Di tahun 2005, saya mendapatkan masukan dari beberapa teman tentang betapa berantakannya kelas saya. "Pak, display kelas kurang rapi. Banyak potongan kertas dengan tulisan di sana-sini. Kertasnya ditempel tidak beraturan".
Harus diakui, display kelas saya tidak seperti ekspetasi guru atau administrator sekolah pada umumnya. Display di kelas saya penuh dengan gambar-gambar yang dibuat oleh anak-anak. Gambar apa saja sesuai dengan minat mereka. Anda bisa melihat ada gambar sepeda, pohon-pohon atau gambar wajah mereka sendiri. Ada juga potongan-potongan kertas penuh dengan tulisan-tulisan yang mengingatkan mereka pada pembelajaran inkuiri yang sedang berlangsung pada saat itu. Potongan-potongan kertas dengan tulisan "relationship", "communication", "greeting", "teman=saudara", dan masih banyak lagi yang saya belum bisa disebutkan karena keterbatasan ingatan.
Kelas saya penuh dengan percobaan kawat konduktor, percobaan tanaman hidroponik, buku-buku bacaan, dan juga karya-karya siswa yang belum selesai. Dalam satu kunjungan utusan dari IB (International Baccalaureate), kelas saya yang "berantakan" tersebut mendapatkan pujian tak henti-hentinya. Mengapa demikian? Ternyata ini karena semua hal yang ada di kelas saya merupakan pembelajaran otentik dan inkuiri dari siswa sendiri. Ketika mereka mengunjungi kelas saya dan berbicara dengan para siswa, mereka terkesan dengan bagaimana siswa menjelaskan semua hal yang ada dengan fasih. Merekalah pemilik kelas tersebut, bukan saya.

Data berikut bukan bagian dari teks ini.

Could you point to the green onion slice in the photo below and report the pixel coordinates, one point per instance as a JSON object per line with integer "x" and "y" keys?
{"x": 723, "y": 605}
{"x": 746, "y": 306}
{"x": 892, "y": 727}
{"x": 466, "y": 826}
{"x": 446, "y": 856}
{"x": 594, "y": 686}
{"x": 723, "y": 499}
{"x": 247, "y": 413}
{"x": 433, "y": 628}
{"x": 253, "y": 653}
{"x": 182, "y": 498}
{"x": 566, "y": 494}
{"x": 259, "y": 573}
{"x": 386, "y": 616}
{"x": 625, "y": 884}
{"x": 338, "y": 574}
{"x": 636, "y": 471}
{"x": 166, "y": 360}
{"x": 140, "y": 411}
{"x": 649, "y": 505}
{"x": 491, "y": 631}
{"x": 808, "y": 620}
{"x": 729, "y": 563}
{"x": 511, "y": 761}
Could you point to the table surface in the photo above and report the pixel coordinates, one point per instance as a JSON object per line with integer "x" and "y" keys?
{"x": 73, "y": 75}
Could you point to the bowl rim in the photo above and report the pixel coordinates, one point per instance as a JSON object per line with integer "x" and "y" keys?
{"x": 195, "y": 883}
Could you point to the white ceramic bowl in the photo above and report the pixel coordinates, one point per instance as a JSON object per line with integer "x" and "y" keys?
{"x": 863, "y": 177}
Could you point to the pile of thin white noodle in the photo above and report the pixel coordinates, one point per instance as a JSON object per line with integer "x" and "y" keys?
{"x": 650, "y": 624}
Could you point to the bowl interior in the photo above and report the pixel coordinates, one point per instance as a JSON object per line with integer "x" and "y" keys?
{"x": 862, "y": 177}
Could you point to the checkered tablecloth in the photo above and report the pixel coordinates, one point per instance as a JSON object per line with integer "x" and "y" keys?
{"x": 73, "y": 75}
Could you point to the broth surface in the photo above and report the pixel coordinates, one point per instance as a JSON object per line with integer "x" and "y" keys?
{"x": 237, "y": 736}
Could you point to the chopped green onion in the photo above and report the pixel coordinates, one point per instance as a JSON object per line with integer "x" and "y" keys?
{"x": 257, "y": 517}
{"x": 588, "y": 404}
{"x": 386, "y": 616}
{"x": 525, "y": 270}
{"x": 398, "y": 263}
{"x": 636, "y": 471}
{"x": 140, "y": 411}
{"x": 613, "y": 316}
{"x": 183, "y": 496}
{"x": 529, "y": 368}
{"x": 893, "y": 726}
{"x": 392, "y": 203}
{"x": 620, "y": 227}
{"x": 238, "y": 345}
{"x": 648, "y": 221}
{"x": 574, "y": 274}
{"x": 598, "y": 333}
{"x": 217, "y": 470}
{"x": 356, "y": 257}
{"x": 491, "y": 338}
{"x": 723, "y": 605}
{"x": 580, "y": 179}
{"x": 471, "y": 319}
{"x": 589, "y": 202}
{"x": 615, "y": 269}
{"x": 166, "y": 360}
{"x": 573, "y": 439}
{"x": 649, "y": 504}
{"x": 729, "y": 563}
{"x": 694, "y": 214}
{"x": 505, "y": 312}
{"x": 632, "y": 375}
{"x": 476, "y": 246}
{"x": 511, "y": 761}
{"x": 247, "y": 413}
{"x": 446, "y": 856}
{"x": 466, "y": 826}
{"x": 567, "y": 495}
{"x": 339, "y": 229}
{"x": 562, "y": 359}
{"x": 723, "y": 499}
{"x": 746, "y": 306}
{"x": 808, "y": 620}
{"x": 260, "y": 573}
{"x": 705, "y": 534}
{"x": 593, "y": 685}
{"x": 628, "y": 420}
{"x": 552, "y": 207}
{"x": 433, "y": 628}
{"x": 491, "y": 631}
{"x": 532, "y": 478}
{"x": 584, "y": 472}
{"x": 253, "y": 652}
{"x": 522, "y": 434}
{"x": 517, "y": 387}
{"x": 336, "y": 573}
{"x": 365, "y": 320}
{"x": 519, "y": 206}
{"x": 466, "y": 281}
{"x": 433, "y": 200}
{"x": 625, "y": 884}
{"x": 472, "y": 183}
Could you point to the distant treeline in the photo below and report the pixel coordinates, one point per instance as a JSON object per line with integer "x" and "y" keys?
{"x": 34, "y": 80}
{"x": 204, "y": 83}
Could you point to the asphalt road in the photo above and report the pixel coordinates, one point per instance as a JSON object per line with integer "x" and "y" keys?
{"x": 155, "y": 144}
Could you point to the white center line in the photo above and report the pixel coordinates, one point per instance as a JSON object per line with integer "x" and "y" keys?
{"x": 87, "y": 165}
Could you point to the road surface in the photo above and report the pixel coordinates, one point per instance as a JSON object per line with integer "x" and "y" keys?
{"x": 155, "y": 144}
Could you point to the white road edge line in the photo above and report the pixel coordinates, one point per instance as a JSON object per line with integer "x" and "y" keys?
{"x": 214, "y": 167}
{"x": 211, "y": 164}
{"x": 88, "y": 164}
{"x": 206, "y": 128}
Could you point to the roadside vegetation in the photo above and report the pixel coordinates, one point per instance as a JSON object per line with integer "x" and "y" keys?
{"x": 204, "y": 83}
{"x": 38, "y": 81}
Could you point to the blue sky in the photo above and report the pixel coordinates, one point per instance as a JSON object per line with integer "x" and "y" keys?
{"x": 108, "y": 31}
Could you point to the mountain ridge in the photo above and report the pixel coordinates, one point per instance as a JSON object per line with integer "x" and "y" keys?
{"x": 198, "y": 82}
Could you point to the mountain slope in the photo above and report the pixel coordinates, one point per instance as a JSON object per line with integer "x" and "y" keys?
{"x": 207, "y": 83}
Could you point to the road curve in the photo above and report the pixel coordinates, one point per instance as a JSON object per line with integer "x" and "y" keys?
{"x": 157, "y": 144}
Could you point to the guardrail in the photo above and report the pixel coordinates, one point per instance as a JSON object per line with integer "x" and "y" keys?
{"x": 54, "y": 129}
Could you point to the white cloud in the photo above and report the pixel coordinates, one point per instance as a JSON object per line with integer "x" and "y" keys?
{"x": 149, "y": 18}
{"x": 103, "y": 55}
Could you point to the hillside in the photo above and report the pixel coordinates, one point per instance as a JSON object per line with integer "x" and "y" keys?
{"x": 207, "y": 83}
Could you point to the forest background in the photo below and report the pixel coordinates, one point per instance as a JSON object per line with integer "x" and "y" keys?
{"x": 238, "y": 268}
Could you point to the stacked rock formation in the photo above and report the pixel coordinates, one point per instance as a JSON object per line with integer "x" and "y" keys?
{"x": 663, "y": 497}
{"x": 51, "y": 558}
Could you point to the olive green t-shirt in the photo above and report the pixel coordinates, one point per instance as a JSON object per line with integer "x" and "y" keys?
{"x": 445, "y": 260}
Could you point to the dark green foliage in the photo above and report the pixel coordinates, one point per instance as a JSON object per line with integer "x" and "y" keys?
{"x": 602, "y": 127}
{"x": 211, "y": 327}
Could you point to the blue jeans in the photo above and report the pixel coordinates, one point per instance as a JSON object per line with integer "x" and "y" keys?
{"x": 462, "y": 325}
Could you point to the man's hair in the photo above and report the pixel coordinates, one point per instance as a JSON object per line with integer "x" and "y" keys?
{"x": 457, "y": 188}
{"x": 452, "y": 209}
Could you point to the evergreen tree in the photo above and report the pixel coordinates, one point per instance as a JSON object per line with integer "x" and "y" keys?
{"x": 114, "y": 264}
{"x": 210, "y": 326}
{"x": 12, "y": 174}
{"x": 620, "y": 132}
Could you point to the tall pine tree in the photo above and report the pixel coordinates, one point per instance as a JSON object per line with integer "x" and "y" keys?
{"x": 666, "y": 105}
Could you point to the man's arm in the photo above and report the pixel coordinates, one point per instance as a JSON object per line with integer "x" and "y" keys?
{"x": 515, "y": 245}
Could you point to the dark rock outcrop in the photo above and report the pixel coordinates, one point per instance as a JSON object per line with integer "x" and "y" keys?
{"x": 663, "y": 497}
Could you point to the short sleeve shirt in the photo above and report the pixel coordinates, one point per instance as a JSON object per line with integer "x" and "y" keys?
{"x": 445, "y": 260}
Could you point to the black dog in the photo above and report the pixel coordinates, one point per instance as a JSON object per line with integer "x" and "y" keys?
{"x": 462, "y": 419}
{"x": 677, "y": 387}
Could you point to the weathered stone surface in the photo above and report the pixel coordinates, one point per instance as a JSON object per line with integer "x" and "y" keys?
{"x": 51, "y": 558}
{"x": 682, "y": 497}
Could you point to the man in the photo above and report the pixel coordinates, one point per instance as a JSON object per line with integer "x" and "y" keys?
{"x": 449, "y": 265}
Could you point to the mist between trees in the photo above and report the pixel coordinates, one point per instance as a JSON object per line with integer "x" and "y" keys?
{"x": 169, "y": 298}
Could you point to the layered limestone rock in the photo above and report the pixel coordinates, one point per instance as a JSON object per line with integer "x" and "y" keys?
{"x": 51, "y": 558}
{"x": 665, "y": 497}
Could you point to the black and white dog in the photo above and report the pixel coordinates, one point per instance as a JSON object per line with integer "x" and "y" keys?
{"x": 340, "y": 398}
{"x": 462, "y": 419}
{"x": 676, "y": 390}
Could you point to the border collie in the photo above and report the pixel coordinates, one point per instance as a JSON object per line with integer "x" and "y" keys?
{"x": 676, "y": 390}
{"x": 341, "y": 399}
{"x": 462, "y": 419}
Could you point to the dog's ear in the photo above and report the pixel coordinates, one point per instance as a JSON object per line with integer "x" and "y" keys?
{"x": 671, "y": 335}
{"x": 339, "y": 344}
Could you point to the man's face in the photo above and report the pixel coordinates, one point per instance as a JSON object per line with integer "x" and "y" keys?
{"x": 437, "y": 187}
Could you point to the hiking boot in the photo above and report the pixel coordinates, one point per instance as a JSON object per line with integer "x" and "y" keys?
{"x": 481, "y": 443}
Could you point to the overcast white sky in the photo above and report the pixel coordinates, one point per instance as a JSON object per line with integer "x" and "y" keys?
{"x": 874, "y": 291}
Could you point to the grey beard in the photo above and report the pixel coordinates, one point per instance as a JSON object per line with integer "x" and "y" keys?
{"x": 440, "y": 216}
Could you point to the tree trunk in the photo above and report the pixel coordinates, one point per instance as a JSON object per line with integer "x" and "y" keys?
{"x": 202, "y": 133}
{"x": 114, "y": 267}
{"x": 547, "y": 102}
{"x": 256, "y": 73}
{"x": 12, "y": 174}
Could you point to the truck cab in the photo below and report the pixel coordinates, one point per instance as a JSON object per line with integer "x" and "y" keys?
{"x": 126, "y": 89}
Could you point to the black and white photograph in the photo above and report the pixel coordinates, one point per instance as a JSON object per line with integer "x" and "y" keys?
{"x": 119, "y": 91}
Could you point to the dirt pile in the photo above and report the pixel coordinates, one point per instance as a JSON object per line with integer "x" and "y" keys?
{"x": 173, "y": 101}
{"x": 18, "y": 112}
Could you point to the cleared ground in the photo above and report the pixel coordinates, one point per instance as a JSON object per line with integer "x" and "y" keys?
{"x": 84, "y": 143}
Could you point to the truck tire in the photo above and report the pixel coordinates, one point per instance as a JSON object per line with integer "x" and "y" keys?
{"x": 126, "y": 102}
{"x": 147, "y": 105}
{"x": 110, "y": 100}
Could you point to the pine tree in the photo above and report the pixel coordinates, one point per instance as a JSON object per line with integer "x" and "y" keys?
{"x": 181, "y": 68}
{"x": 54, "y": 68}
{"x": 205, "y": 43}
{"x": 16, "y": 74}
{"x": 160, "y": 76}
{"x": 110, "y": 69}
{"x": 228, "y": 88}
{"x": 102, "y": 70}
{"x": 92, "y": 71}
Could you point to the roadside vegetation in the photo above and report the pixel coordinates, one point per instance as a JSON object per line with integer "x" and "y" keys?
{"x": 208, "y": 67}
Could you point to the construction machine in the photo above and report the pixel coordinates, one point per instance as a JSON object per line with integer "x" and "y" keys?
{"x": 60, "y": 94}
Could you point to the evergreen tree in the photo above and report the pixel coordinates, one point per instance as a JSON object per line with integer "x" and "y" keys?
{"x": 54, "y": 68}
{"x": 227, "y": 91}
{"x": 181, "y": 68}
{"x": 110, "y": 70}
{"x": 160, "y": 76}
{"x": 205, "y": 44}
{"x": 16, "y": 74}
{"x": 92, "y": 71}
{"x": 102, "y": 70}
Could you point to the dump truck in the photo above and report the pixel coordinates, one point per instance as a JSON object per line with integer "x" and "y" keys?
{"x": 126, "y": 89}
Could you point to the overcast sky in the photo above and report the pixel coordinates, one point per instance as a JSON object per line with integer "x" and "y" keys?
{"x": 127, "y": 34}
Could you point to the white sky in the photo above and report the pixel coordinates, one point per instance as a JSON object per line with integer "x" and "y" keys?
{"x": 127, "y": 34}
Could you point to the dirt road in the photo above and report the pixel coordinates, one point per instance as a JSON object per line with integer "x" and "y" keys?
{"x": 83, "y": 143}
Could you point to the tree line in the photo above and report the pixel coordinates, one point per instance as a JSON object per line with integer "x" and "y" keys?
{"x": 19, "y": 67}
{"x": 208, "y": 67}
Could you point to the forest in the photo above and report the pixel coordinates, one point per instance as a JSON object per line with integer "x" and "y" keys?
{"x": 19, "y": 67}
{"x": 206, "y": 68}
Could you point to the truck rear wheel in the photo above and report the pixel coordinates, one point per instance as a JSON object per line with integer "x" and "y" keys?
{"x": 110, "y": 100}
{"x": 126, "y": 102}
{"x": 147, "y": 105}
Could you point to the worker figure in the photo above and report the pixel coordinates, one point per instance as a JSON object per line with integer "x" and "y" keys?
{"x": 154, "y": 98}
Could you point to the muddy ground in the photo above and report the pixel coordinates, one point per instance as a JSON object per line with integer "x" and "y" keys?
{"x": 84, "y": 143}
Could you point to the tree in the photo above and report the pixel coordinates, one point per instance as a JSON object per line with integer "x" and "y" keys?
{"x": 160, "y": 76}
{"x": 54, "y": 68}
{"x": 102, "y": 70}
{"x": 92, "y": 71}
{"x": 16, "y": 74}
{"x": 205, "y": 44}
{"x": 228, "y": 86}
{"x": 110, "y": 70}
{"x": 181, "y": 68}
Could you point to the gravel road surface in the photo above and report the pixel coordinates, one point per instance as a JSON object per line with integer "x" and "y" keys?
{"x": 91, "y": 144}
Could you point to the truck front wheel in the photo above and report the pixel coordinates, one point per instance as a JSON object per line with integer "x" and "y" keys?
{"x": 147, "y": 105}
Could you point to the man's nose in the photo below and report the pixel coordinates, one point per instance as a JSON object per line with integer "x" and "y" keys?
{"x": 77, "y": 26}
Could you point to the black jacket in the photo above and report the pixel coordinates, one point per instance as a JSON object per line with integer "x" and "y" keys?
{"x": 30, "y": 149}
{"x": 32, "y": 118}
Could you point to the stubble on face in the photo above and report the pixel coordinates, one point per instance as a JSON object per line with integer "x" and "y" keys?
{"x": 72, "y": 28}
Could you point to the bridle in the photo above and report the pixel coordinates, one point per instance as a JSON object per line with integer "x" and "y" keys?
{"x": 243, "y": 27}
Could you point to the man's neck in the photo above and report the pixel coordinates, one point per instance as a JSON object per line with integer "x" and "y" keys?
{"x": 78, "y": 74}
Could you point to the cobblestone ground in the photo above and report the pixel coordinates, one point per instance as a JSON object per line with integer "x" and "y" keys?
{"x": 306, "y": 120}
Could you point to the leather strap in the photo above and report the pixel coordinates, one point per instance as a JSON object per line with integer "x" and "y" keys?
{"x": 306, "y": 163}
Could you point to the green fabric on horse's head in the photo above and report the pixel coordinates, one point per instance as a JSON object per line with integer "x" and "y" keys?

Mulai saat itu, saya ingin menularkan kepada guru-guru lain tentang bagaimana guru memfasilitasi keingintahuan siswa. Guru mengarahkan dan menjadi partner berbagi pengetahuan. Resiko buat guru adalah: harus terus belajar! Saya terus belajar dari teman-teman yang lain, dari komunitas lokal hingga komunitas besar seperti Apple Distinguished Educators (ADE) di mana saya tergabung mulai tahun 2015 dan juga komunitas Book Creator Ambassadors. Sama dengan kelastanpabatas.com ini, mencoba untuk mengajak kita semua untuk terus belajar. Mari, saling belajar!